Due to the severity of the floods that hit the state, U.S. President Barack Obama has declared most parts of Texas an official disaster area. At least 25 people were killed due to the calamity, according to Reuters.
More than 10 inches (25 cm.) of rain has fallen across nearly the entire central and eastern portion of the state during the last 30 days. Some isolated areas have even received more rain, with some reporting to have received as much as 15 to more than 20 inches (37.5 cm. to more than 50 cm.) during the intense period, according to The Japan Times.
"It's looking like there won't be any additional rain this week and that's good news," he said National Weather Service meteorologist Dan Reilly, who remains optimisitc.
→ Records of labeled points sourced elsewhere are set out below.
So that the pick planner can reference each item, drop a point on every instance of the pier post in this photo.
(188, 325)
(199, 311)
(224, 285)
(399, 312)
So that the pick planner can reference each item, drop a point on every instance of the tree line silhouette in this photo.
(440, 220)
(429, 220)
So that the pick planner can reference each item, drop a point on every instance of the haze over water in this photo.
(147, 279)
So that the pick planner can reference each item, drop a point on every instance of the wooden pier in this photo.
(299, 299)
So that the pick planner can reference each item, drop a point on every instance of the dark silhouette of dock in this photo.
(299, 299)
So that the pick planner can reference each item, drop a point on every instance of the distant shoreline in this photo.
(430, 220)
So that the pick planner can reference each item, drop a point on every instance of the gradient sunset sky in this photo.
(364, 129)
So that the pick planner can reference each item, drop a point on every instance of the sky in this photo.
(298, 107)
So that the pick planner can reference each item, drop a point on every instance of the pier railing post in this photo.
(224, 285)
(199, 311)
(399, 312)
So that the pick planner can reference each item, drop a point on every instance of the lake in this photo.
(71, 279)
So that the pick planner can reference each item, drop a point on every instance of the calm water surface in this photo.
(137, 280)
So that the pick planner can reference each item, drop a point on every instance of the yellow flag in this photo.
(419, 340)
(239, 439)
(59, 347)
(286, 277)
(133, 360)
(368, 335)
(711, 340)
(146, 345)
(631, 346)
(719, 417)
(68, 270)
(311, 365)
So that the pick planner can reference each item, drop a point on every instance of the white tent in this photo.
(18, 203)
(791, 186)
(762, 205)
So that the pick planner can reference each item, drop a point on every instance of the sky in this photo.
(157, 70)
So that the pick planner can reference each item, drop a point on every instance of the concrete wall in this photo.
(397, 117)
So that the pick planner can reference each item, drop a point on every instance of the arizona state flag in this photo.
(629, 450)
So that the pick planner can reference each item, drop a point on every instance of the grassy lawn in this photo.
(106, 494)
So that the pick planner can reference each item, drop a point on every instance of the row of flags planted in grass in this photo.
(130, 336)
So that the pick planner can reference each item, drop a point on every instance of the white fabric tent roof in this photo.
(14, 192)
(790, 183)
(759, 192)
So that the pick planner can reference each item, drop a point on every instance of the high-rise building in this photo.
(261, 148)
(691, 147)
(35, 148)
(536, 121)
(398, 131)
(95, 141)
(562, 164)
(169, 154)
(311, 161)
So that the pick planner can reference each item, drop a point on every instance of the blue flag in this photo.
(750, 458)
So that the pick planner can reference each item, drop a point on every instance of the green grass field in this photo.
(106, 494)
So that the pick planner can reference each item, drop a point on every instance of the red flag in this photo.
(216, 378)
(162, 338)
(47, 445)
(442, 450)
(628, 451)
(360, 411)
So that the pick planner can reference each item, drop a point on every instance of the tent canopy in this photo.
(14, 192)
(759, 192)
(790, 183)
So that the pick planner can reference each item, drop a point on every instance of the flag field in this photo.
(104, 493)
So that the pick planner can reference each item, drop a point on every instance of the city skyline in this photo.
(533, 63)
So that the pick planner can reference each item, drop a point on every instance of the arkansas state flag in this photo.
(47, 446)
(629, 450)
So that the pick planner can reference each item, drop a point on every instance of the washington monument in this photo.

Even given the days of sunshine to come, the ground remains saturated while rivers and lakes remain swollen due to the influx of water, causing a significant risk as the state heads into the tropical storm season, according to The Japan Times.
"We are more vulnerable now than we were before the rain," Reilly said.
Hays County spokeswoman Laureen Chernow remains apprehensive about the damage that the state has incurred. Texas state officials have recorded at least $32.7 million in damages to public infrastructure, as reported by The japan Times. Apart from damage to buildings, roads have been closed and two bridges have also been destroyed.
"There are a couple of pillars standing in the riverbed," she said.
"It's going to take years to rebuild this whole area," she added.
Veronica Beyer, spokeswoman for the Texas Department of Transportation, states that apart from the damage to the infrastructure, there is also a significant damage to the state transportation system, which can go as high as $27 million.
"We want people to keep in mind that this has been a historic national disaster of epic proportions for us," she said.